5 pennies or 1 dime

Ask any 5 year old:  Which is better?  5 pennies or 1 dime.

penniesdime

Any 5 year old will tell you the 5 pennies are better.  There are MORE of them, of course.  They don’t care that the dime is more expensive.

OK, now consider your software product.  Which is better?  5 small features or 1 giant one?  (assume the same proportions as the pennies/dime)

Surprisingly (or not), most companies think too logically.  They think the 1 giant feature is better than the 5 small ones.  They are wrong.  People will always enjoy a long series of little improvements over one big honking feature.

According to the 80/20 principle, 80% of all of the users time is spent on 20% of the functionality.  Giving them another big thing to use misses the point; that is giving them more stuff in the 80% unused bucket.  Rather, you should improve the 20% that they use all the time.  They will love you for it.

I know that sometimes you need to build something big.  Just balance that out with attention to the details.  A bunch of minor improvements actually gets more love than one big improvement.


Comments

7 responses to “5 pennies or 1 dime”

  1. Love this thought Glen. So important (yet so rarely followed).

    -Avinash.
    PS: I am going to have to tweet this post! : )

  2. Glen Lipka Avatar
    Glen Lipka

    Thanks Avinash. I imagine this goes for lots of other topics. Like Analytics for example: Sometimes low-hanging fruit metrics are more helpful than working towards a giant end-all-be-all chart. I think I read some of that on your blog at some point.

  3. I think that only works if the multiple programs have a similar UX. I don’t want to learn how to use five new programs, when I can learn one. The Microsoft office suite is a good example of this. To create a graph in Excel, PowerPoint, or Word, you use basically the same process; however, they each get to focus on their core functionality as well. On the other hand, I am very happy that all computer maintenance programs (spyware, clean-ups, start-ups, defrag, etc.) are now bundled together into one piece of software. Perhaps there is a live cycle to these things. First a large companies add in new functionality to their existing software, but it is not great since it is not at the heart of their mission or expertise. Second a new company forms to focus just on that new functionality and makes it much better. Finally, the large companies either buys or copies the improved design and implements it back into their larger software package.

    Ohhh, and I hate pennies. Get rid of pennies. Damn the pennies. And start the phase out of nickels for 2015.

  4. Glen Lipka Avatar
    Glen Lipka

    @Dan: I’m not sure if you and I are talking about the same thing. I am talking about how a single software product evolves. Choices are often presented to the product manager to build either one big feature or several smaller features.

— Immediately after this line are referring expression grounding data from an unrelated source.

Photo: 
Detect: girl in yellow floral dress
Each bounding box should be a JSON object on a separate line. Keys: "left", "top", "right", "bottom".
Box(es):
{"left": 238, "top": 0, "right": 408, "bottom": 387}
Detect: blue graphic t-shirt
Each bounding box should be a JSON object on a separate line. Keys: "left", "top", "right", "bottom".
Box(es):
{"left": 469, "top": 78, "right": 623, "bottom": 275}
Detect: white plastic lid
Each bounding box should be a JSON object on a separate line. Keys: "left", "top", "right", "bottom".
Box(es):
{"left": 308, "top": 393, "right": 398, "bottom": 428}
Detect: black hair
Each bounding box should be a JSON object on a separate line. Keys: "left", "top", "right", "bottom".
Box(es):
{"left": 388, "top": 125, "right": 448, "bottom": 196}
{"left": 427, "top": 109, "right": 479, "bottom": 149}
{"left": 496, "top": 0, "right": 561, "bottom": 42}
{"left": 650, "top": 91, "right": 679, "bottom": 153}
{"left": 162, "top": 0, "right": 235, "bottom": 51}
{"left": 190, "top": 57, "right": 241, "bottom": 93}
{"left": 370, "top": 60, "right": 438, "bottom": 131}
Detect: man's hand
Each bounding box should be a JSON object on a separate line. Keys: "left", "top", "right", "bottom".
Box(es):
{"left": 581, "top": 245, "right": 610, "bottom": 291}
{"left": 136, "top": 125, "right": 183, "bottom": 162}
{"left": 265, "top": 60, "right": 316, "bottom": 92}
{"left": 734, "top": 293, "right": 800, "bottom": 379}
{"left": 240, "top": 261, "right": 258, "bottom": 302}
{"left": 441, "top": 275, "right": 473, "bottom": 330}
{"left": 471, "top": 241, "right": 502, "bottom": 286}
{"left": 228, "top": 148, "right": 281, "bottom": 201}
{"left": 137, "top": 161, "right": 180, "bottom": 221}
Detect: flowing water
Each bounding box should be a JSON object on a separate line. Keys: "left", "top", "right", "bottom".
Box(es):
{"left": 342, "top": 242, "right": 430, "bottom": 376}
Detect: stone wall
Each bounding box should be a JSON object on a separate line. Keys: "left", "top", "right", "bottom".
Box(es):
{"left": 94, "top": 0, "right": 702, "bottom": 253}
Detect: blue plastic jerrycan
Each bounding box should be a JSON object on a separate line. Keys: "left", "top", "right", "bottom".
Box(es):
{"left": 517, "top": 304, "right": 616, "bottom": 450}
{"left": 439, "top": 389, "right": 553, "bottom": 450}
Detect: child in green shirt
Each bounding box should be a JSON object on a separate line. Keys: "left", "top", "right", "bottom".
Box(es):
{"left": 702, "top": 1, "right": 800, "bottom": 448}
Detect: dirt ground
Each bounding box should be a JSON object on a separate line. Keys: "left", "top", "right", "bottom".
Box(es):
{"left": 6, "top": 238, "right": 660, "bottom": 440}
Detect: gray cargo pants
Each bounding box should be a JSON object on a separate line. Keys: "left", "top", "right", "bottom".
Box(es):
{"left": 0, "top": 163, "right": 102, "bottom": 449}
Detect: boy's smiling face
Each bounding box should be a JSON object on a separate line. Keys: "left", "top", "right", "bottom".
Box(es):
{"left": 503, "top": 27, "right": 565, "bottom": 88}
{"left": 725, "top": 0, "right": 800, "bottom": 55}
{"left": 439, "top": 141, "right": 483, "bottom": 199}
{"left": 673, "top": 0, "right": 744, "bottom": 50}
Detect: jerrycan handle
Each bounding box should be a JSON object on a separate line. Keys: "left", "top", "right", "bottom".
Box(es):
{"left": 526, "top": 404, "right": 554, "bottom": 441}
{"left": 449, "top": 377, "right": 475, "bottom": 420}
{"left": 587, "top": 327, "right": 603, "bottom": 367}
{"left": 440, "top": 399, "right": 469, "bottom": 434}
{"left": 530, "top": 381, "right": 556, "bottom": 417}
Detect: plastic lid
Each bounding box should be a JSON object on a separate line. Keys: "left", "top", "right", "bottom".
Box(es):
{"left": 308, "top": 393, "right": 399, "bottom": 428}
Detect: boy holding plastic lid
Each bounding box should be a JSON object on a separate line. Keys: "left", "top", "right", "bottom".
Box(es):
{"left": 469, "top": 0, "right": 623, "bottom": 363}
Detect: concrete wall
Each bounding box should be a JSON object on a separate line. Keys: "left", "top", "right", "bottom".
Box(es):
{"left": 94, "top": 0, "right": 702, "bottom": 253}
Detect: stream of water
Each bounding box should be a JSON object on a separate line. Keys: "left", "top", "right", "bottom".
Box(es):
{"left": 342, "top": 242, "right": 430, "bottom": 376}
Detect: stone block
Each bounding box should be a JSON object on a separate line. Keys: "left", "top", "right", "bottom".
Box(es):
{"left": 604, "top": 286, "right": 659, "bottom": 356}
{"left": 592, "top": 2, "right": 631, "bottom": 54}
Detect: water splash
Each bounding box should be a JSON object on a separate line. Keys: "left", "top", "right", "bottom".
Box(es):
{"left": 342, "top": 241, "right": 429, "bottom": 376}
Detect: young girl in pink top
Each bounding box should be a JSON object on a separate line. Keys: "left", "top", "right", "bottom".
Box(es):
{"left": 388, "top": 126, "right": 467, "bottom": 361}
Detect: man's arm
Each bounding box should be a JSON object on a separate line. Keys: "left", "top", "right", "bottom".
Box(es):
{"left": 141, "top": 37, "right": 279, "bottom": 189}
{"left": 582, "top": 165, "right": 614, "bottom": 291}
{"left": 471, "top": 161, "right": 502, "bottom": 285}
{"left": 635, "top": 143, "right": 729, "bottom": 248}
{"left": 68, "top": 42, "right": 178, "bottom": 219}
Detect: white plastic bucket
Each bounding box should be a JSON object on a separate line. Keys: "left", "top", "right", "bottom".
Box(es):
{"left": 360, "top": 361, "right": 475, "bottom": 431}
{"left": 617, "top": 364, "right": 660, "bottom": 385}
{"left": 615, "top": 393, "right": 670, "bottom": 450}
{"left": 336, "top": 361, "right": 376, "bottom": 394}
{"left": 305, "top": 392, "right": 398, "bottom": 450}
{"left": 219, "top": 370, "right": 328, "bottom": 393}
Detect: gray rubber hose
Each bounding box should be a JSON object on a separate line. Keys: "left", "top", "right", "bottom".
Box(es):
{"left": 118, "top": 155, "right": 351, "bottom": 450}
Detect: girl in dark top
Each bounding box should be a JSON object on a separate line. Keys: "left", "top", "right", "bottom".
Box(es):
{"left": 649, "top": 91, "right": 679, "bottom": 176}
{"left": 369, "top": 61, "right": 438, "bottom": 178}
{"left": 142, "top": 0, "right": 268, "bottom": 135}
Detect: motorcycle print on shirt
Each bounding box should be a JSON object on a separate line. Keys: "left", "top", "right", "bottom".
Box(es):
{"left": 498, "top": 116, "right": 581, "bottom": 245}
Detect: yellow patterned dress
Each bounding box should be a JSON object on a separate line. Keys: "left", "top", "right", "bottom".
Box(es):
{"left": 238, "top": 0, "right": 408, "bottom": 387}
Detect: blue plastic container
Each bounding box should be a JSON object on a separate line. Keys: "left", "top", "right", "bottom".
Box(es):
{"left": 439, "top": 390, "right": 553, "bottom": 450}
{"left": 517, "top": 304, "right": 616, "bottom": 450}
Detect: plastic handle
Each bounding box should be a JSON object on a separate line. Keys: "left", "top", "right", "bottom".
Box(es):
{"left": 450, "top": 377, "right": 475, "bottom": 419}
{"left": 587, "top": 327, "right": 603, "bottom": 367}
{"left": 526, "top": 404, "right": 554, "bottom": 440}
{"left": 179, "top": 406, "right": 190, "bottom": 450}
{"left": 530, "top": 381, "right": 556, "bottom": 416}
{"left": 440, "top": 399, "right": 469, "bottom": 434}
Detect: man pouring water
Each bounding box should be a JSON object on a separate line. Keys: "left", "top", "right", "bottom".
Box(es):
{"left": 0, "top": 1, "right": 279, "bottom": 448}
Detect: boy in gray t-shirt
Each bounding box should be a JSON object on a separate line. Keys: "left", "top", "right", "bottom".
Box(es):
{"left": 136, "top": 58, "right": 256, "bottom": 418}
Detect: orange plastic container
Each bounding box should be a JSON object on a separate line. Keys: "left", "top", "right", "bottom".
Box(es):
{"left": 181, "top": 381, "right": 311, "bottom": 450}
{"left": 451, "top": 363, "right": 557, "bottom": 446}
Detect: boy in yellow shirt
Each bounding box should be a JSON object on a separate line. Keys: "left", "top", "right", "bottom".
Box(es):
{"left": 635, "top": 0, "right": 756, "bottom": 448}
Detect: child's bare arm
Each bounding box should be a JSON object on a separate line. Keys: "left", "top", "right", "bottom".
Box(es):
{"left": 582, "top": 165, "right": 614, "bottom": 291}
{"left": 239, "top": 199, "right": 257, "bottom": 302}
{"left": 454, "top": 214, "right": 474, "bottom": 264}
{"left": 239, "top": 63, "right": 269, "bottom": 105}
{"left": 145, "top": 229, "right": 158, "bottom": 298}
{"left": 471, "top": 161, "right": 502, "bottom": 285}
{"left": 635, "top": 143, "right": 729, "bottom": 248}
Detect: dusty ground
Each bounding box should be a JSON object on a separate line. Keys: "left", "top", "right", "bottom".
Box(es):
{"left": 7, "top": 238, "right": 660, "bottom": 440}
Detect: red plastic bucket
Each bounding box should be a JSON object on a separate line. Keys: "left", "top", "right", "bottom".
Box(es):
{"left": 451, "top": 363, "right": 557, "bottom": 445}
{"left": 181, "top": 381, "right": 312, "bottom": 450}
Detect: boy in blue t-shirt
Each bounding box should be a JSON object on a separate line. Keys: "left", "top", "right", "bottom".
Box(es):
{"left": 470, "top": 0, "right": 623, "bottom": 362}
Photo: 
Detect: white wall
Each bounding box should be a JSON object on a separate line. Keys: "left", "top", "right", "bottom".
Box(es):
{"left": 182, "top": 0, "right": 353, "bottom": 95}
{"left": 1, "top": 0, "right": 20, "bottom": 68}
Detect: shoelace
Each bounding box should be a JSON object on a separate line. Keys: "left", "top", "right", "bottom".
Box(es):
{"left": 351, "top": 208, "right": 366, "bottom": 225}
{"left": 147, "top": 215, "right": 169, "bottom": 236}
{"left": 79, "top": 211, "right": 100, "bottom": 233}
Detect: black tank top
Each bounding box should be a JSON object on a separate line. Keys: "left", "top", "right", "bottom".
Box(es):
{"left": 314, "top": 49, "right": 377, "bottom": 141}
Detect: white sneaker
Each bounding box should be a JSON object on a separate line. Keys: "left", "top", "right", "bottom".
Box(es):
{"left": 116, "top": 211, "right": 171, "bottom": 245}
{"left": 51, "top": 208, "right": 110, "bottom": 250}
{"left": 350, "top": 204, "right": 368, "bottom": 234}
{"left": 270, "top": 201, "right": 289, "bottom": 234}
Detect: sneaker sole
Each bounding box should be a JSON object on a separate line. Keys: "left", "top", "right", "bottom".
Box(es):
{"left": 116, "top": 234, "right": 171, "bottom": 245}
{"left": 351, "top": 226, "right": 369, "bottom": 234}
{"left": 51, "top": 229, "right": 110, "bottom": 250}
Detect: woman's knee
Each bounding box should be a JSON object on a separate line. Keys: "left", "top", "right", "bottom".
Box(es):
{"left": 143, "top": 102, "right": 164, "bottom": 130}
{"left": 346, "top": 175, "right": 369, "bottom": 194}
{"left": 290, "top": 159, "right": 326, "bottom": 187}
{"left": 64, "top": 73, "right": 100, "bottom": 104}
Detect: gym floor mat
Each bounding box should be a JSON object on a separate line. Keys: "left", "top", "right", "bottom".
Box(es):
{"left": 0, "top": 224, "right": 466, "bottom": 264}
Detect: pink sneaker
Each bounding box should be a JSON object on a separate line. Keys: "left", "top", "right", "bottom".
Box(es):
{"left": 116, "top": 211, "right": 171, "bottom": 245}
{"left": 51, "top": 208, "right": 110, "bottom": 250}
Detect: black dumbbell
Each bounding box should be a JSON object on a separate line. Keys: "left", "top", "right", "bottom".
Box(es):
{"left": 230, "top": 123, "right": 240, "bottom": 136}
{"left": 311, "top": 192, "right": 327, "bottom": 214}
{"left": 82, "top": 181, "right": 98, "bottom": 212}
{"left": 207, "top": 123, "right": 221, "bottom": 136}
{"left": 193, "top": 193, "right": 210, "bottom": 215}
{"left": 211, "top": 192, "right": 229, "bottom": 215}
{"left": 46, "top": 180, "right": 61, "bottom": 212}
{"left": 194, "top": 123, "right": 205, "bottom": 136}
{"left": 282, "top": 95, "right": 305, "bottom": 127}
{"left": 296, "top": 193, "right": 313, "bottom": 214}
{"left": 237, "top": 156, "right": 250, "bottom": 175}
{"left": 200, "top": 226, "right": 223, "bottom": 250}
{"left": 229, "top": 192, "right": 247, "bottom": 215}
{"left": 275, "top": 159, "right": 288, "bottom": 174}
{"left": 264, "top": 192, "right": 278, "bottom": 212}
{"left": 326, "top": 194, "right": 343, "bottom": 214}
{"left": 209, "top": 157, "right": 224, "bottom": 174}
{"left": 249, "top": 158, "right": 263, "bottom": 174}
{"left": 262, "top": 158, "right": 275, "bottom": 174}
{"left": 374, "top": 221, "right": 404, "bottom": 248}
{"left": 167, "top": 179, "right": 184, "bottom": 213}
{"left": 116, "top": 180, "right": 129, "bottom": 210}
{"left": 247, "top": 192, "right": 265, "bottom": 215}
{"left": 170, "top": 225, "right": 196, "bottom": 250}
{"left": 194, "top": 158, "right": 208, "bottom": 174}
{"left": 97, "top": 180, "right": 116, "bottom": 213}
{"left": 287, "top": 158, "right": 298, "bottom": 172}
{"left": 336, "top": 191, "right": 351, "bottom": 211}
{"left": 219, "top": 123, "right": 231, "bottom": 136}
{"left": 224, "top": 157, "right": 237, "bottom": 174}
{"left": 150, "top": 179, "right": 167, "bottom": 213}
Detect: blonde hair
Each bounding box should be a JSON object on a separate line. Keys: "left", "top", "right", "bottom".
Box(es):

    The point is that several smaller features have a disproportionate positive impact based on their investment in effort. In other words, they have a better ROI.

    I am not talking about multiple products. That is a different issue.

  5. I see. Well, in that case I would think that the most important thing is to choose the feature(s) that best compliment the 80% that people are using. And that might be one big thing or lots of little things, I guess it would just depend. One example I can think of in MS Access, one of my most hated pieces of software. They seem to be making lots of upgrades and additions, but the main functionality still sucks balls. I’d rather they evolve the software with a large feature to make it work fundamentally better. On the other side, I love Excel. The 80% that I use all the time works great. Therefore I want lots of other small features all over the place. Of course, I have no idea what this means from a true design perspective, but just from a user perspective. Of course there is the sales perspective, in which we might believe the more features in there, the more selling points there are.

  6. Rachel Luxemburg Avatar
    Rachel Luxemburg

    It also depends on your business model and market expectations.

    Foe example, shrinkwrap software providers need to include enough new “wow” features to let customers cost-justify purchasing the newest version. A release that doesn’t have enough new stuff runs the risk of being denigrated as “just a bugfix that should be a free patch”.

    On the other hand a SaaS provider might find it more effective to add multiple smaller, “cheap and cheerful” feature improvements that will keep users happy enough to continue subscribing with fewer big new features that require more time and money (and risk) to create.

    Different markets, different expectations, different outcomes.

  7. Glen Lipka Avatar
    Glen Lipka

    Human psychology works for all markets. You are making assumptions about exactly what kind of feature a penny is and what kind of feature a dime is.

    You can try to buck human psychology all you want, but people are hard-wired to like 5 new things versus one new thing. Think of it this way…you are on a game show and you DON’T KNOW what are in the secret boxes. The guy says, “do you want the 5 boxes? or the 1 box?” any idiot would choose the 5 boxes over the one with no further information.

    Users have no idea how hard a feature is to build. And often “easy to build” features have an enormous impact. Don’t just assume that because it takes you a long time to build them, the user will like them more.

    Feel free to disagree with everything written here.